Senior Nationals MP Darren Chester says it would be "mind-numbingly stupid" to roll Deputy Prime Minister Michael McCormack before the next election.
Mr Chester predicts the government will be punished at Saturday's Wentworth by-election for dumping Malcolm Turnbull as prime minister.
"I don't know why anyone would think we should change leaders once you see what's happening in Wentworth right now," he told ABC radio on Friday.
"I think it would be mind-numbingly stupid for the Nationals to change leader before the election. Our party has a tradition of loyalty and trust."
Former Nationals leader Barnaby Joyce has made it clear he has ambitions to lead again but says he would only take the job if it was offered to him.
His comments come with Mr McCormack under pressure from some Nationals who describe the deputy prime minister as "ineffective" and believe he's unwilling to stand up to the Liberal party.
Prime Minister Scott Morrison - who ascended to his job in a Liberal leadership spill two months ago - also tried to pour cold water on the Nationals leadership chatter.
"That's just the Canberra bubble going on like it always does," Mr Morrison told the Seven Network.
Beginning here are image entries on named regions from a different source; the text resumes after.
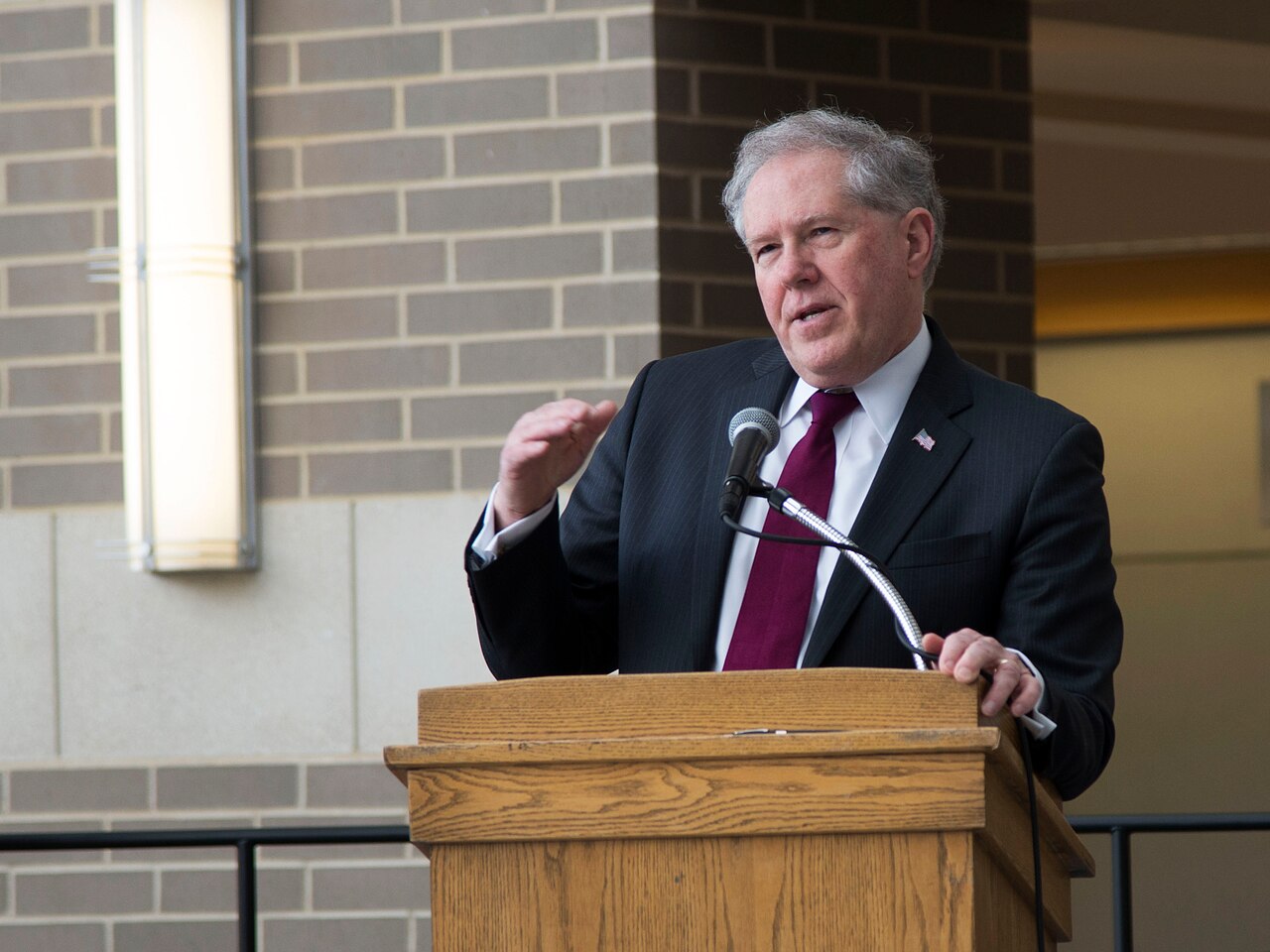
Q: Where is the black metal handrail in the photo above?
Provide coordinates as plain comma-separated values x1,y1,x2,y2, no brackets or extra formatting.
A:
0,813,1270,952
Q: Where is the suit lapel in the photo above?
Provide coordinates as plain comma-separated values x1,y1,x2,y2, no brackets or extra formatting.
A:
803,321,971,667
691,340,794,670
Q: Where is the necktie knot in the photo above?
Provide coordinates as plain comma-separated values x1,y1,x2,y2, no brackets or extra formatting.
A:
812,390,860,429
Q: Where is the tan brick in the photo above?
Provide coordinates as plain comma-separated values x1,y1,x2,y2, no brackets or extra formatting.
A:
560,174,658,222
309,449,453,496
262,915,408,952
0,108,92,154
405,76,550,126
401,0,546,23
305,344,449,391
255,191,398,241
300,33,441,82
301,136,445,185
407,289,552,334
564,281,661,327
0,313,96,357
458,336,604,384
405,181,552,232
305,762,405,808
251,0,393,35
155,765,300,810
0,921,107,952
13,872,154,916
257,298,398,344
410,390,555,439
0,8,87,55
260,400,401,447
454,232,603,281
12,462,123,507
454,126,599,176
0,56,114,103
113,919,236,952
5,156,114,204
9,362,119,407
9,262,119,307
557,66,657,115
0,414,101,456
313,868,431,911
251,89,393,140
303,241,445,290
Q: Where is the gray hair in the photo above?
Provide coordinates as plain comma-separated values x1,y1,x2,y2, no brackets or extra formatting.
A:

Mr Chester, the minister for defence personnel, said a "special kind of madness" descended on Parliament House when unnamed sources started talking up leadership spills.
He said journalists were doing the "dirty work" of internal agitators by not putting names to their quotes.
"I've been talking to my colleagues all week. No one is counting numbers for anyone other than Michael McCormack," Mr Chester said.
There has been speculation Mr Joyce's supporters could try to topple him within days, but the deputy prime minister will not be stepping down.
"The fact is I have the majority support in the National Party," Mr McCormack told reporters on Thursday.
"Not one National Party member has come to me and said they're dissatisfied with anything."
Nationals Senator Matt Canavan agrees with his boss, saying nobody has spoken with him about changing leaders either.
"There's absolutely no sentiment for this; we've got enough to do for regional Australia."
Frontbencher Michelle Landry offered a similar line.
"We know that Barnaby Joyce is very ambitious and would want to go back in that role again but now is certainly Michael's time - he's doing a great job," she told the ABC.
Mr McCormack has led the federal party since February when Mr Joyce resigned after an affair with a former staffer who gave birth earlier this year.
Mr Joyce has confirmed he wants to be Nationals leader again but says he's not actively pursuing it.